PRQL / pyprql

Python extensions for PRQL

Home Page:https://pyprql.readthedocs.io

Geek Repo:Geek Repo

Github PK Tool:Github PK Tool

python syntax for remote sources?

cboettig opened this issue · comments

It appears the current interfaces provides us a pure-python syntax only for pandas data.frames. It would be great to have a more general syntax for remote connections, (including remote parquet as in #150 )

Following up from #150 (comment) maybe a syntax similar to how existing SQL-based modules work (i.e. basically establish some kind of connection object and then pass the prql a string to that) could be used here?

Very open to this AFAIU — would it be possible to describe in a bit more detail?
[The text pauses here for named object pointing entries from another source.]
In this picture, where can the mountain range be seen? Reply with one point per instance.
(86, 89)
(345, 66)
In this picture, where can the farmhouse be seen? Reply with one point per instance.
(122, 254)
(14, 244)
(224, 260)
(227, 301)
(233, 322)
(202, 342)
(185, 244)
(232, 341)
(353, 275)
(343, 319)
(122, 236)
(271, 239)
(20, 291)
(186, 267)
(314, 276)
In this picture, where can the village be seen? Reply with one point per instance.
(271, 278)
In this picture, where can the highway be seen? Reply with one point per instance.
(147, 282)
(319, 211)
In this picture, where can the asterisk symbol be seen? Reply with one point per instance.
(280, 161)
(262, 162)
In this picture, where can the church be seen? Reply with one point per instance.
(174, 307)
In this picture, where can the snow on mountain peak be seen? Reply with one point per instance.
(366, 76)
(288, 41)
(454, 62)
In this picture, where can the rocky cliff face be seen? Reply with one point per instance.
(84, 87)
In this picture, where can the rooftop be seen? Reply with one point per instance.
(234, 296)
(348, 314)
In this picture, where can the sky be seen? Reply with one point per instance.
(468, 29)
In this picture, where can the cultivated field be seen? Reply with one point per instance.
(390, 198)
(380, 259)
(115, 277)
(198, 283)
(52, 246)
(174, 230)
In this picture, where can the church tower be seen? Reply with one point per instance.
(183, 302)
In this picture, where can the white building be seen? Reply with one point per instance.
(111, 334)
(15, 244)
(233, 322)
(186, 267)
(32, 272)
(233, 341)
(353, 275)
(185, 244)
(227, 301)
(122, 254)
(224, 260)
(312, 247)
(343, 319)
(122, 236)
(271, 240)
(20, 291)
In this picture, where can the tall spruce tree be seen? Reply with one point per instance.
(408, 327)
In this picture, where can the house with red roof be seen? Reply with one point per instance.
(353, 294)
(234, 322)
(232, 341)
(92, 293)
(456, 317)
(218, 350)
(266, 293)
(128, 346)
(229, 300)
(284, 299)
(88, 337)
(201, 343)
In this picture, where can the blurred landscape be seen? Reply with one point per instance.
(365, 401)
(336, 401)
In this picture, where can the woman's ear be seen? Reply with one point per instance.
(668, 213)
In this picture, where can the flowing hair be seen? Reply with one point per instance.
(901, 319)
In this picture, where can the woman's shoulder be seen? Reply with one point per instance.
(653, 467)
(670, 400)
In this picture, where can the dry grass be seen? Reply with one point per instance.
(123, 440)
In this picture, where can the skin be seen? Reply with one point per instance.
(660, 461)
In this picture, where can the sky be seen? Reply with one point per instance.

Are you thinking of something like duckdb.prql as a parallel to duckdb.sql?

Yup, I think something like duckdb.prql would be a great option, though I realize PRQL is intended to be backend agnostic so maybe that seems less than ideal.

Maybe the most obvious approach is merely to provide bindings to SQL translation (Maybe that's already possible and I've just overlooked it)? This is the approach taken in @eitsupi 's very nice prqlr package, e.g. https://eitsupi.github.io/prqlr/articles/knitr.html, which supports both the R equivalent of jupyter-magic with various backends, including in-memory data.frames, while for scripts, it just generates SQL strings which a user could pass to duckdb.sql() or whatever other backend db engine they prefer, e.g. something like

import duckdb, pyprql
con = duckdb.connect()

query = pyprql.compile(f'''
from invoices
filter invoice_date >= @1970-01-16
derive [
  transaction_fees = 0.8,
  income = total - transaction_fees
]
filter income > 1
group customer_id (
  aggregate [
    average total,
    sum_income = sum income,
    ct = count,
  ]
)
''')

con.execute(query).df()

If we want to simply compile, pyprql is not necessary.
It is complicated, but just use prql-python (prqlr is a package that implements almost the same functionality as prql-python in R)

Since this is just a string transformation, it can easily be used in combination with duckdb.

import duckdb
import polars as pl
import prql_python as prql

df = pl.DataFrame({'a': 42})
opts = prql.CompileOptions(target="sql.duckdb")

duckdb.sql(prql.compile("from df", options=opts)).pl()

(Example of Polars integration borrowed from https://duckdb.org/2023/02/13/announcing-duckdb-070.html)

I agree that it would be great to have these examples in the documentation.

Thanks @eitsupi , this is great, precisely the workflow I was looking for!

Yes, I found the documentation a bit confusing on this, e.g. the PRQL README mentions only pyprql, I didn't realize it also contained bindings for most languages, but otherwise I think we can close this.

Great, we didn't explain that, so I added to the docs in #154.

Please reopen / add a new issue for anything!